Well doctors finally decide Chance has asthma. Use this inhaler. Guess who is allergic to the inhaler? Yep! So now we see another specialist. This time it is a Pulminology Nurse Practitioner working at Centers 4 Children in Lowell. When my son seen her he had some sort of infection all over the capillaries in his lungs and they would not expand, meaning he couldnt breathe. She finally puts him on a medication regimen and he starts to do better. At this point in time my son is 3. He is 39 inches tall and 31.7 lbs. the doctors were worried. They did immunology testing along with DNA testing. They could not explain what was going on. They did find something in the DNA. My son is rare. He is a carrier for a genetic lung disease that is similar to cystic fibrosis but so much worse. This should not effect his health though. So they referred us to talk with the geneticist who did more DNA testing.
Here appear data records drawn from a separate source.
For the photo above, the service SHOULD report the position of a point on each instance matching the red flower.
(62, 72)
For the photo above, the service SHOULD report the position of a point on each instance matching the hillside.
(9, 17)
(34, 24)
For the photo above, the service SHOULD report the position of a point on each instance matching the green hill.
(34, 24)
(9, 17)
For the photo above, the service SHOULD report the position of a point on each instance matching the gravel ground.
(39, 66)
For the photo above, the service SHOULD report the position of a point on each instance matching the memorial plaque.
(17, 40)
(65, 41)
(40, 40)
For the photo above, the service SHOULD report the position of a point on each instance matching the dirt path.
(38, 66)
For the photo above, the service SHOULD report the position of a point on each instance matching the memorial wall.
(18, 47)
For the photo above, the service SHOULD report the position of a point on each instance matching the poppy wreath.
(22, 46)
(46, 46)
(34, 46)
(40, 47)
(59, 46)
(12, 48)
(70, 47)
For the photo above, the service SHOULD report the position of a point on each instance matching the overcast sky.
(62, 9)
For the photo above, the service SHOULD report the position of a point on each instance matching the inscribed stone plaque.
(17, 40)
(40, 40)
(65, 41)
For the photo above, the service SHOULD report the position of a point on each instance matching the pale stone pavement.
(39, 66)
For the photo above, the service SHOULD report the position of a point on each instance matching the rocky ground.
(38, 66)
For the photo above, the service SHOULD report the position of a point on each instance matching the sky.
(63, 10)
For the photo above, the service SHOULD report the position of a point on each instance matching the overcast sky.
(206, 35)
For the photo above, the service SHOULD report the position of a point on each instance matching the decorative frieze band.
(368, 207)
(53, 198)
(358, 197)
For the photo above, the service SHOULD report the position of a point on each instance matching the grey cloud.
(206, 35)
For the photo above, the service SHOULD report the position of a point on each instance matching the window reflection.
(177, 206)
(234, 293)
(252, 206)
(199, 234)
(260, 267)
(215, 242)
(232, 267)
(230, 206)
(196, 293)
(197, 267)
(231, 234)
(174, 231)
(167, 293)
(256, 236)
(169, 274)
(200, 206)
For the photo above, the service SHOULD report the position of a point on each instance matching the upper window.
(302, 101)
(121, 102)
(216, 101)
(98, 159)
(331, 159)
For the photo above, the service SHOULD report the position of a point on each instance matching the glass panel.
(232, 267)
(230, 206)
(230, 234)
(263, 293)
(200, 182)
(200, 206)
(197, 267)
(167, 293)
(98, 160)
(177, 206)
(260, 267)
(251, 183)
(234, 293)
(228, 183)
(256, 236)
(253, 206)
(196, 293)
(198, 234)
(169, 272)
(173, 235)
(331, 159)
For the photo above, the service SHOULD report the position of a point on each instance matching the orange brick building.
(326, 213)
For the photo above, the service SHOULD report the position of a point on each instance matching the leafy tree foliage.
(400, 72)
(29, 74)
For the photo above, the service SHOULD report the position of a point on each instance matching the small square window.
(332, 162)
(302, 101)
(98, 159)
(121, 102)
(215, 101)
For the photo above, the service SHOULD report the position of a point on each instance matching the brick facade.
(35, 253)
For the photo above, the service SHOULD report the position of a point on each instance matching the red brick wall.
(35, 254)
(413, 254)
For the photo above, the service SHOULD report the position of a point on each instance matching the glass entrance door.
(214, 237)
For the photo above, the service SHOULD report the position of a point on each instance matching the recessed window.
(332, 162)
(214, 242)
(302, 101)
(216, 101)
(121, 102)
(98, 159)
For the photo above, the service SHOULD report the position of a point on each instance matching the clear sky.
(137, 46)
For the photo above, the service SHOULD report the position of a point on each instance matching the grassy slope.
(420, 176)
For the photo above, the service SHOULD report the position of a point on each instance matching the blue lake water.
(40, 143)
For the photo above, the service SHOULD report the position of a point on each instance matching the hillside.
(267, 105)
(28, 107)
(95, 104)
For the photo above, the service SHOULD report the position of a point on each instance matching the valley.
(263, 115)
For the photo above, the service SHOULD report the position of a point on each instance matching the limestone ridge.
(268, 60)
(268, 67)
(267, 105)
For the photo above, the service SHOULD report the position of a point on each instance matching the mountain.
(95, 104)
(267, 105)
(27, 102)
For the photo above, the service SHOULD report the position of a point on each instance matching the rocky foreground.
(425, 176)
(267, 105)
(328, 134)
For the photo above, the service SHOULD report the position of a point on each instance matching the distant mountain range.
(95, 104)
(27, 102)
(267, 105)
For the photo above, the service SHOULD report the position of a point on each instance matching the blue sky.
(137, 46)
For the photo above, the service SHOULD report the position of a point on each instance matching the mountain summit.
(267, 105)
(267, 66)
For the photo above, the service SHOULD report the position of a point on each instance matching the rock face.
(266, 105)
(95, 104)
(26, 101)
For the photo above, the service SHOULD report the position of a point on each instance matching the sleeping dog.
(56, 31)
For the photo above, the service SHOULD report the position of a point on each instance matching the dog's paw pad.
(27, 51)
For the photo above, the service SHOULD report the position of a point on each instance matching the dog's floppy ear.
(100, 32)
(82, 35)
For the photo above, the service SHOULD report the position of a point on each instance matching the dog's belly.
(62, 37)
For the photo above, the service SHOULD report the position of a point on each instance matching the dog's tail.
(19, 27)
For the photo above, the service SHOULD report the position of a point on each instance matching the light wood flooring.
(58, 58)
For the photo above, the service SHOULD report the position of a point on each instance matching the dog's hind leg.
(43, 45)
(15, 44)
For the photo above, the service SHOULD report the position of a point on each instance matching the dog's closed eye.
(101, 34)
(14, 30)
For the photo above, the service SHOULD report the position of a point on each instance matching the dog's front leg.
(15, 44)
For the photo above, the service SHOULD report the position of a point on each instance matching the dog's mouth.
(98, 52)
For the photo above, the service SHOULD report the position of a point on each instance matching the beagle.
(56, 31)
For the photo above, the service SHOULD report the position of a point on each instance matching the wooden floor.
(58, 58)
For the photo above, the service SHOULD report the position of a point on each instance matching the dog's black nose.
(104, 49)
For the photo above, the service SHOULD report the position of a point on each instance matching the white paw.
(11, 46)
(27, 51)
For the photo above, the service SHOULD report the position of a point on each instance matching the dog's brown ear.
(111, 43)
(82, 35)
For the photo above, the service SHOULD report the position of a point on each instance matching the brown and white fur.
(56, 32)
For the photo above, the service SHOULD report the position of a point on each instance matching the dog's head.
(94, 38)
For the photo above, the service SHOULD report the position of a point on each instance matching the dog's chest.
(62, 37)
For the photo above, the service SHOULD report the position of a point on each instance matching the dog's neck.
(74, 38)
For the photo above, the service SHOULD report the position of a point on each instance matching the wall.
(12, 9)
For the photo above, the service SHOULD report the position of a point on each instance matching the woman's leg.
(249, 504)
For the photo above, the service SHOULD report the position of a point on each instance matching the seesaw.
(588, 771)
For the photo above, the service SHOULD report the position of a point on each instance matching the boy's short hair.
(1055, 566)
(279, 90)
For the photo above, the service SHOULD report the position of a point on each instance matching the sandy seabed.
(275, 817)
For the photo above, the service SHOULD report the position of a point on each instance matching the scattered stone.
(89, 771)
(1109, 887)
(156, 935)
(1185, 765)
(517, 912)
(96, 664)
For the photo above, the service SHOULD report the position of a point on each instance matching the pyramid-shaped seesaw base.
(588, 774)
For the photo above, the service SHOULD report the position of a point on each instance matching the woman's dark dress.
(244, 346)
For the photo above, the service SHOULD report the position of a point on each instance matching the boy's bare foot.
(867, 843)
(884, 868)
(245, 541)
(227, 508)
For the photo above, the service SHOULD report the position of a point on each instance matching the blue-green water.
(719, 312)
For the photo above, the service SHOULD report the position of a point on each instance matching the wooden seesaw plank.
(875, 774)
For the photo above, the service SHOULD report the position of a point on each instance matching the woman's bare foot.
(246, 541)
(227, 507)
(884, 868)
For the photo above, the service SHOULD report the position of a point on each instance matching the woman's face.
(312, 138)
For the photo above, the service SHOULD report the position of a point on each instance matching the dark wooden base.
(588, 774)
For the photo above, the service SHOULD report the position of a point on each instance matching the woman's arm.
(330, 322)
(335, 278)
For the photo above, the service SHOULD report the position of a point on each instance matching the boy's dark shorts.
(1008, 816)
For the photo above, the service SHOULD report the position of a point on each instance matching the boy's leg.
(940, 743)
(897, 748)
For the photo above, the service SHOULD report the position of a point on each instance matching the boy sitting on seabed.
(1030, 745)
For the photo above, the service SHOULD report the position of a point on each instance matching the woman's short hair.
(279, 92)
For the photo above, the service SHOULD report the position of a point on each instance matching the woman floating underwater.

After almost three and half years of fighting with doctors we got an official diagnosis. My son has Chromosome 4q Deletion Syndrome. All of his signs and symptoms from the past three years fit with the diagnosis. Then comes the horrible realization that there is nothing I can do. Studies on 4q are not done by many. In fact there are only two doctors listed to have done research on them, one is in the US the other is in the UK (i think). While my son has this his specific area has not been researched much. However, children with 4q are known to have immunity issues, allergy issues, breathing issues, learning issues, lack of a sucking reflex when born, sensory processing disorder, mixed expressive-receptive disorder, anxiety issues, high pain thresholds/not being able to communicate pain, the list goes on and on and all of which my son has. There are some people who find out right away. Others, like us, do not and we have to fight with doctors to get the help we need for our children. It is a constant fight to keep our kids healthy. I never thought i would be "one of those" moms. I cant let him play outside much or he will get sick and he has to be in constant filtered air. If a kid has a runny nose or a cough it means an ER visit for us. He is on a strict medication regimen, miss a dose one day because of a busy schedule he gets sick. Then there is food as he is allergic to food too. Our life is fun to say the least and we are always busy with therapies, doctors, and now we have added Pre-K into the mix. He went two days and he is sick, again.
On the day that he got sick i noticed a fan bought some of my kits. This totally shocked me as i thought all stores had kicked me out by this point but apparently someone still loves me :). It brought a tear to my eye and much needed smile to my very overwhelming day. I do hope one day to be able to get back to designing but i have no idea what our futures hold right now. I am on facebook though. While i do not always reply i do see things people post and send me and i do appreciate it.
As in all things i wish every one of you my best and happy scrapping!